Não é tragédia, é racismo

Trágicas não são somente as chuvas que atingiram o litoral norte, no estado de São Paulo, mas, especialmente, as discriminações sistêmicas que atingem as comunidades mais vulneráveis.

A catástrofe climática envolve eventos climáticos erráticos, cada vez mais extremos, severos e frequentes, como o ocorrido na região litorânea norte de São Paulo, afetada por uma tempestade sem precedentes nos últimos dias, resultando na morte de cerca de 50 pessoas, mais de 40 desaparecidos e centenas de desabrigados.

O volume de precipitação registrado em um período de 24 horas foi o maior já registrado na história do país, com mais de 600 milímetros. Em São Sebastião, a cidade mais impactada pelo evento climático extremo, o volume de chuva atingiu 683 milímetros, superando a quantidade total de chuva registrada durante todo o verão passado.

Tais eventos envolvendo tempestades, inundações e deslizamentos de terra não serão mais excepcionais e tragédias como essa tendem, infelizmente, a se agravar, em frequência e intensidade, tais como as ocorridas nas cidades de Petrópolis e Angra dos Reis, em 2022.

Apesar da tragédia anunciada, segundo um levantamento da Associação Contas Abertas, o orçamento destinado pelo governo federal, em 2023, para prevenção e recuperação de desastres foi o mais baixo registrado nos últimos 14 anos, afetando, lamentavelmente, as cidades atingidas pela tragédia na região litorânea de São Paulo.

Episódios como os grandes deslizamentos de encosta, que atingiram o litoral norte de São Paulo, escancaram o racismo ambiental, quando as comunidades de baixa renda e as minorias étnicas são desproporcionalmente expostas aos riscos ambientais.

Em São Sebastião, os bairros da costa sul foram os mais atingidos pela tragédia.
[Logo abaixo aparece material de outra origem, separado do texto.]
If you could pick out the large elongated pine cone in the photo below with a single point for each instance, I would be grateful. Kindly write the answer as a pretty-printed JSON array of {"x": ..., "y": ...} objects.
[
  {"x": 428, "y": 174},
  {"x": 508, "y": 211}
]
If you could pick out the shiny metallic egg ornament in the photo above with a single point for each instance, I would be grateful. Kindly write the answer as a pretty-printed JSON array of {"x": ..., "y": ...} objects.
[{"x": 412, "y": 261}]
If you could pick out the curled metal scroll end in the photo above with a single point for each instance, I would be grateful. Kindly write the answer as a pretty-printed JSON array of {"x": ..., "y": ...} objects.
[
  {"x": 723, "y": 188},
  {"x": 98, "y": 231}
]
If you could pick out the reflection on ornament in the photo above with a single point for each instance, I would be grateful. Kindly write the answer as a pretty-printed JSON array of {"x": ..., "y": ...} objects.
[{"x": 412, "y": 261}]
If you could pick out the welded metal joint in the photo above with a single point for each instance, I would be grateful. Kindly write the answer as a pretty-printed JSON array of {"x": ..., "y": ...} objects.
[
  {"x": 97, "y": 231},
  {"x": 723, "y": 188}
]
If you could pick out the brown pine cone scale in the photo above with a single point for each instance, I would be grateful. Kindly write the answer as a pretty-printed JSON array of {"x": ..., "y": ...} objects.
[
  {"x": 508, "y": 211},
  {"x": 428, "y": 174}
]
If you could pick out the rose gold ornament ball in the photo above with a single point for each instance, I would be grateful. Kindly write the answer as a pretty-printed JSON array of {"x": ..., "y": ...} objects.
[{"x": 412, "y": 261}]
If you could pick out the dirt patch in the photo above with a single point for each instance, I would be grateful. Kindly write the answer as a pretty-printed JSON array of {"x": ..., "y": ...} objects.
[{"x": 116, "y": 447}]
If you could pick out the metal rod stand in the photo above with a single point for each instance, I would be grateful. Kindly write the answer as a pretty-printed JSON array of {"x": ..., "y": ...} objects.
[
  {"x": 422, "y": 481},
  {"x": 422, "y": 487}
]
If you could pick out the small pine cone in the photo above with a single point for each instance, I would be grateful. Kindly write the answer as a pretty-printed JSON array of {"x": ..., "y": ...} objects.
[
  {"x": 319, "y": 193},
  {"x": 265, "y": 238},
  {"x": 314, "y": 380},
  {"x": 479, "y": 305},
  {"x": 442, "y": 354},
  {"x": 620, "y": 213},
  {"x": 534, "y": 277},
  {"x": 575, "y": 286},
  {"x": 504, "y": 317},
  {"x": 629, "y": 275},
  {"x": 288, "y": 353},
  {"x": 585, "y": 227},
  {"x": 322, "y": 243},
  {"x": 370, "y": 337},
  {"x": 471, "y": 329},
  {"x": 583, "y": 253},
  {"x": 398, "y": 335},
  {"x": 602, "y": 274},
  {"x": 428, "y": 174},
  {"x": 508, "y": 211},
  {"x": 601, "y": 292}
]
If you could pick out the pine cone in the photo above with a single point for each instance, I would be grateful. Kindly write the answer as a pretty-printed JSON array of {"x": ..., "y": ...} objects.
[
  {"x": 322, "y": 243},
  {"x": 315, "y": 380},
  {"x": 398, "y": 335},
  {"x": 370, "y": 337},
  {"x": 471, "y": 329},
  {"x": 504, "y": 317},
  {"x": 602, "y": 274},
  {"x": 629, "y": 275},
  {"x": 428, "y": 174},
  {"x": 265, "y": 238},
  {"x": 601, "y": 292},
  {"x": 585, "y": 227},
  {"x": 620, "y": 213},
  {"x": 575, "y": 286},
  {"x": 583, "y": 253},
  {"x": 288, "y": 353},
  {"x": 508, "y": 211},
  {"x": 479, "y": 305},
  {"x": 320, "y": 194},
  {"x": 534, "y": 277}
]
Não por acaso, a Vila Sahy, a região com o maior número de vítimas, surgiu como uma ocupação denominada “Vila Baiana”, devido à presença de imigrantes vindos da Bahia e outros estados do Nordeste em busca de oportunidades de trabalho na região litorânea norte de São Paulo.

As chuvas não são a única tragédia, já que as discriminações sistêmicas que atingem as comunidades mais vulneráveis tornam os eventos mais perigosos.

São urgentes medidas de mitigação e, principalmente, as de adaptação à catástrofe climática, envolvendo o conjunto de medidas e ações voltadas para as cidades e espaços urbanos, pensando especialmente pela ótica da população mais vulnerável.

Tais eventos afetam de maneira desproporcional as comunidades marginalizadas, que frequentemente vivem em áreas como encostas íngremes, margens de rios e fundos de vales. Além disso, tais comunidades têm menos acesso a recursos e infraestrutura para lidar com as consequências dessas catástrofes, como água potável, saneamento básico, abrigos e serviços de emergência adequados.

Também está em jogo o modo de vida no Antropoceno, com a urbanização desordenada  e a supressão de vegetação nativa que mantém a estabilidade das encostas. A especulação imobiliária tem sido um fator agravante, gerando um novo recorte de discriminação, fazendo com que a construção de edifícios se expanda em direção às encostas, abrangendo desde moradias mais vulneráveis até condomínios de alto padrão.

Lidar com o problema envolve, primeiramente, tratá-lo como algo gestado na catástrofe climática, o que demanda políticas públicas eficazes e investimentos para minimizar os riscos ambientais e climáticos.

Nos próximos anos se fará necessário investir em medidas de resiliência para mitigar os riscos ambientais e climáticos nessas áreas, envolvendo a segurança alimentar, a saúde, a economia e a estabilidade política e ambiental dessas comunidades.

As estratégias incluem a construção de infraestrutura resistente a eventos climáticos extremos, a elaboração de planos de contingência para lidar com desastres naturais e a implementação de ações para reduzir a vulnerabilidade das comunidades.

É essencial que sejam adotadas políticas públicas estratégicas para garantir a justiça ambiental, a equidade e a inclusão na adaptação e mitigação aos efeitos das mudanças climáticas.

Toda a solidariedade aos atingidos pela tragédia ambiental no litoral norte de São Paulo.

Este texto não representa, necessariamente, a opinião do OJB/UFRJ.